Saturday, January 23, 2010

Other New York City Stories & Authors


Washington Square Park, Triumphal Arch

Despite the facts that "Bartleby the Scrivener" was set in Manhattan and that Melville has a close connection to New York City himself, he is not generally regarded as a New York City author. The Realists (post-1865) who came after the days of Hawthorne, Melville, and Poe, were more apt to use New York City as a setting for their novels and short stories -- telling of the lives of the upper crust of society as well as the immigrant poor. So, who are the New York City realists who followed Melville?
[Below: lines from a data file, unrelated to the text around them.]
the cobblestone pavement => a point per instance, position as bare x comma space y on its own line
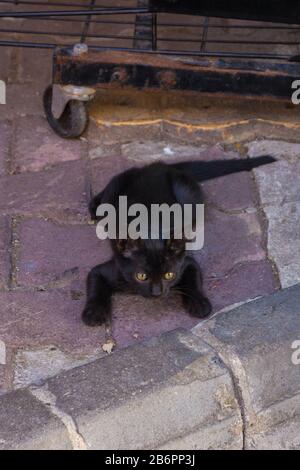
47, 244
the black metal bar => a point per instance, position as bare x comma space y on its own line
258, 10
204, 34
143, 29
97, 11
87, 22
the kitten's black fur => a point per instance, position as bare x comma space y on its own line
156, 183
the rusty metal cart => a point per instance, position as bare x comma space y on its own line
222, 48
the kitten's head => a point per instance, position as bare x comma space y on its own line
152, 267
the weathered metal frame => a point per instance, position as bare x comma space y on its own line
111, 69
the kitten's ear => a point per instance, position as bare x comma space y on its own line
177, 246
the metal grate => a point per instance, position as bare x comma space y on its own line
128, 25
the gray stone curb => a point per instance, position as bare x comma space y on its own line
260, 343
229, 384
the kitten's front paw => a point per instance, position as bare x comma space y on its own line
197, 306
95, 314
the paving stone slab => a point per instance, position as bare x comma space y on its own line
52, 252
110, 399
278, 148
231, 193
43, 148
5, 135
5, 239
229, 239
151, 151
284, 240
256, 341
279, 183
59, 192
23, 100
27, 424
34, 320
244, 281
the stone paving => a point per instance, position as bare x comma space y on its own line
47, 244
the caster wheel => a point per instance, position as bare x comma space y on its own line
73, 120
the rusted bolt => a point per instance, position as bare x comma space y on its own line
167, 79
79, 49
119, 75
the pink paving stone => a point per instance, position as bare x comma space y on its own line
5, 235
136, 318
232, 192
103, 170
229, 240
59, 192
22, 100
245, 281
49, 251
35, 319
38, 146
5, 131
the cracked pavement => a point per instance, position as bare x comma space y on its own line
47, 244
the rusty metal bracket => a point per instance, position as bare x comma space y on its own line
62, 94
108, 69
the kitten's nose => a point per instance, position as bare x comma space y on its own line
156, 290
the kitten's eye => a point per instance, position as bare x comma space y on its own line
169, 276
141, 276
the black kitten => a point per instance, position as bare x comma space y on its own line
155, 267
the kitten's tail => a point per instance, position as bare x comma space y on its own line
203, 171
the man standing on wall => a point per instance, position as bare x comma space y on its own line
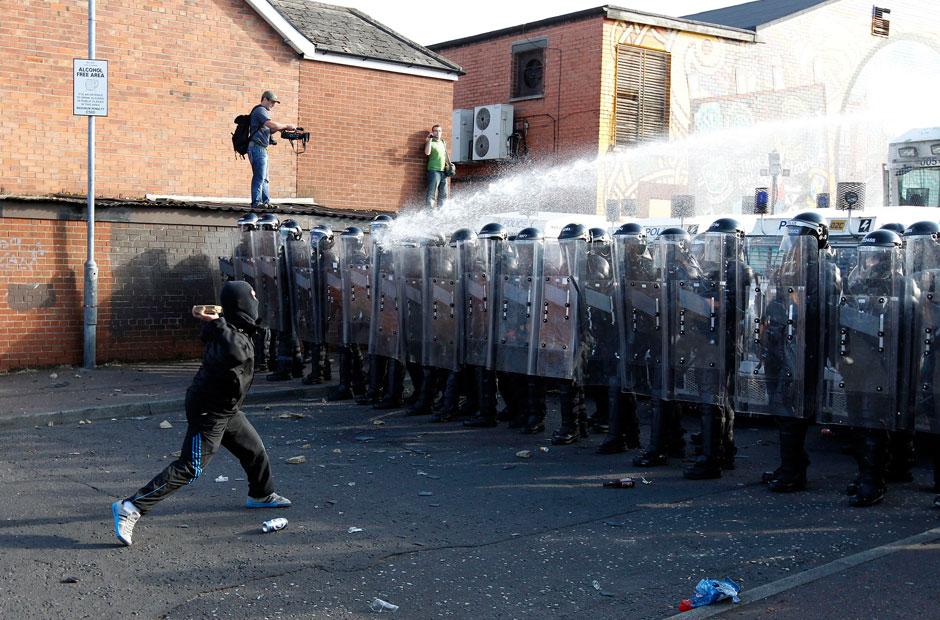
436, 150
260, 127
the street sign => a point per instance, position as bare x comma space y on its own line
89, 87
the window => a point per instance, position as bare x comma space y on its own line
642, 104
528, 69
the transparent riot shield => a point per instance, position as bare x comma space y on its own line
922, 307
642, 312
331, 313
558, 341
357, 290
600, 331
385, 328
702, 325
412, 273
441, 305
478, 261
244, 259
861, 371
772, 368
517, 312
302, 289
268, 261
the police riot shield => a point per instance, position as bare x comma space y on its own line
601, 326
861, 371
331, 287
558, 341
922, 267
303, 289
517, 313
771, 376
642, 312
441, 306
356, 268
268, 262
385, 327
412, 273
478, 265
701, 332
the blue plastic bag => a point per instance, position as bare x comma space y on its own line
710, 591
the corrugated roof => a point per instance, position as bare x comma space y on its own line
350, 32
751, 15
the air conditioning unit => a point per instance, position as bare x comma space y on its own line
461, 142
492, 126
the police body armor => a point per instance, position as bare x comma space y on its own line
442, 305
861, 371
922, 268
478, 264
558, 324
356, 267
642, 313
517, 313
385, 327
772, 372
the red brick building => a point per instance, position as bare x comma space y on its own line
179, 72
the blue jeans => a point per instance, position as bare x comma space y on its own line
437, 184
258, 156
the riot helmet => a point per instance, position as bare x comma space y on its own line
249, 221
461, 235
268, 221
290, 230
574, 231
598, 235
494, 231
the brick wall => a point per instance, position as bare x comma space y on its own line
179, 72
565, 121
368, 131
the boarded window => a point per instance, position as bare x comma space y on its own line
528, 69
642, 105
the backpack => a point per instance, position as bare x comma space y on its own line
241, 137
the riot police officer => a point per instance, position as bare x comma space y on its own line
481, 273
790, 332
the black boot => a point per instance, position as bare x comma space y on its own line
450, 402
377, 367
657, 451
394, 386
872, 460
708, 465
486, 397
791, 475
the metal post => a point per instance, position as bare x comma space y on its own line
91, 268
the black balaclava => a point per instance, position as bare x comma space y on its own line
239, 305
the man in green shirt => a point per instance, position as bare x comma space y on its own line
436, 150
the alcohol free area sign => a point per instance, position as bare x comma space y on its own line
89, 87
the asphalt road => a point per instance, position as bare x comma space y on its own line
454, 524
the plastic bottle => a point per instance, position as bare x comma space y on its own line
274, 525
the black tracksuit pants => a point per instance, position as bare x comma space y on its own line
206, 431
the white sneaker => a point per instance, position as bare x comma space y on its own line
125, 517
271, 501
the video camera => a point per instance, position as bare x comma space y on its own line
297, 135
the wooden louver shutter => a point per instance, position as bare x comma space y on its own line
642, 106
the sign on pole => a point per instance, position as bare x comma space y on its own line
89, 87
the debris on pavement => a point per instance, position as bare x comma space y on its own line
378, 606
710, 591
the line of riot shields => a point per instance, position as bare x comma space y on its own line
768, 325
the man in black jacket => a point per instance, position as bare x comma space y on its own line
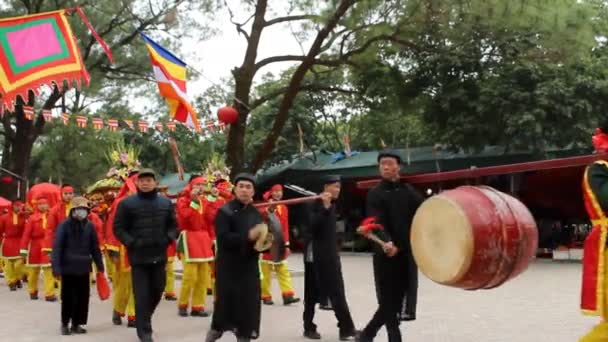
393, 205
145, 224
322, 267
74, 247
237, 307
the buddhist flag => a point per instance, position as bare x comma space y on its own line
40, 49
170, 74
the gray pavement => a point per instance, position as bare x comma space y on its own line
541, 305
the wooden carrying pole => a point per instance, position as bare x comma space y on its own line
287, 202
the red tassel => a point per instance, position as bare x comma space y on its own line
103, 288
93, 32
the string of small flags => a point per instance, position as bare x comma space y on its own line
142, 126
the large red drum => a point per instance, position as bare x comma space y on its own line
473, 238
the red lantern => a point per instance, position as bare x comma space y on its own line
227, 115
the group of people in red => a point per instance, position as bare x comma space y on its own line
28, 236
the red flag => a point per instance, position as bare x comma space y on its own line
103, 288
159, 126
65, 117
97, 123
28, 112
81, 121
47, 115
171, 126
113, 124
143, 126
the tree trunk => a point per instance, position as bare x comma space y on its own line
294, 84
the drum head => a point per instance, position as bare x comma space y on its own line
277, 250
442, 240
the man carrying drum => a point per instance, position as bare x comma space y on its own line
391, 205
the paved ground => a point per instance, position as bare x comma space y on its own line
540, 305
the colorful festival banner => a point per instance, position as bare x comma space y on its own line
28, 112
170, 74
39, 49
47, 115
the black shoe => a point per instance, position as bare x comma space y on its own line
362, 338
290, 300
312, 334
76, 329
407, 317
65, 331
350, 336
213, 335
146, 338
326, 307
199, 313
116, 318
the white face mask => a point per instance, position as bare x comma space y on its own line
80, 214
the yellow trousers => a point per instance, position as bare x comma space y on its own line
195, 282
13, 270
47, 279
124, 302
170, 285
109, 265
599, 333
283, 276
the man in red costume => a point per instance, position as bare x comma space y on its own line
279, 267
122, 295
194, 247
31, 247
594, 290
220, 194
12, 226
57, 215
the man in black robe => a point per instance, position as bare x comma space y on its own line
322, 268
393, 205
237, 307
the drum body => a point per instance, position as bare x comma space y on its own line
473, 238
277, 250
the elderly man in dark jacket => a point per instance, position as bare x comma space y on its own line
322, 265
74, 247
145, 224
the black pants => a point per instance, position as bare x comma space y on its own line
148, 286
75, 291
335, 292
391, 285
411, 289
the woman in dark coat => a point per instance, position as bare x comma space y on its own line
74, 249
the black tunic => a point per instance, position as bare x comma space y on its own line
237, 307
394, 205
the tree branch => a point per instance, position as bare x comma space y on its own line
294, 84
290, 18
239, 26
275, 59
309, 87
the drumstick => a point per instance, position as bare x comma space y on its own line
371, 236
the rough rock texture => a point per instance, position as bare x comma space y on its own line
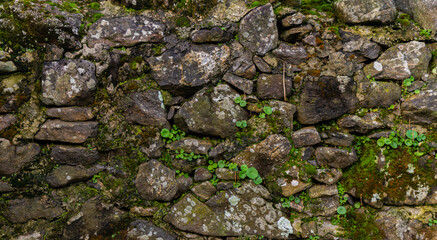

Edith Wharton is probably the most prolific and well-regarded of them. Several of her novels are set in New York City -- Custom of the Country, The Age of Innocence, and Old New York; Stephen Crane's Maggie of the Streets, Henry James' Washington Square, and John Dos Passos's Manhattan Transfer are others. Although Willa Cather is best known for her prairie novels and short stories, she set several of her stories (e.g., "Paul's Case" and "Neighbour Rosicky") at least partially in New York City, usually in order to contrast big town lifestyles with small town attitudes.

This semester we will next be getting into the realm of realism by reading Edith Wharton, Stephen Crane, and Willa Cather, although not their New York stories.